Pacific Iron 2021 will focus on simulated combat flight operations using "agile combat employment," or ACE. Gen. Kenneth Wilsbach, commander of Pacific Air Forces headquartered at Joint Base Pearl Harbor-Hickam, said during a media briefing in June that instead of concentrating aircraft on large bases, ACE calls for dispersing forces to many hubs and spokes "so that you would be moving about between the hubs and spokes multiple times per day, multiple times per week."

The strategy "creates a targeting problem for any adversary because not only would they have to target the hubs, but they would also have to target the spokes," Wilsbach said, "and that really dilutes the amount of firepower that they can put down on any one of those targets."

He said the Air Force has been "expanding the envelope on ACE in about the last five or six years," and "as you pay attention to our operations throughout the Pacific, you're going to see this."

He added that "we've pretty much looked at every piece of concrete in the region, and we've analyzed it and assessed it for possible use as places to operate to and operate from."

The F-22 Raptor is an aircraft that China pays close attention to, meanwhile.

"The F-22 is a fundamentally unique airplane due to the unparalleled integration of stealth, sensor technology, processing power and unrivaled flight performance," retired Air Force Lt. Gen. David Deptula and Douglas Birkey, executive director of the Mitchell Institute, said in a 2020 opinion piece in defensenews.com.

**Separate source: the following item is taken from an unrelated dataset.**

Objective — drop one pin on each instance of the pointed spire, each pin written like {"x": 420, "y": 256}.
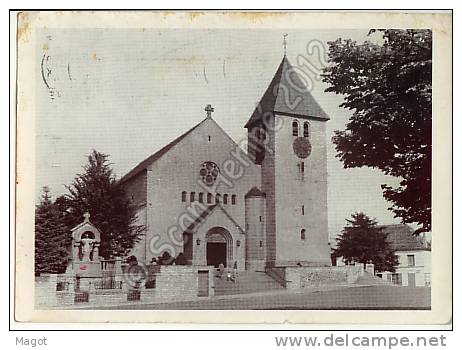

"Adversaries respect the aircraft and that is precisely why they are regularly deployed as a signal of resolve," the pair wrote. "If conflict erupts, F-22s will be at the forefront of operations."

The Air Force is looking at replacing the F-22 in the 2030s with the Next Generation Air Dominance fighter — a demonstrator of which already has flown.

Leaf, a former combat pilot with more than 3,600 flying hours, said if there was a great power conflict "and I was, through some stretch of the imagination, told I was going to participate in it as a fighter pilot, and I had any platform in the world to pick to employ — it would be the F-22."

That would be his pick as of today, he noted.

"In 2030, it might still be the F-22, but it might not be as dominant as this key enabling capability needs to be. Doesn't mean it's still not extraordinarily capable."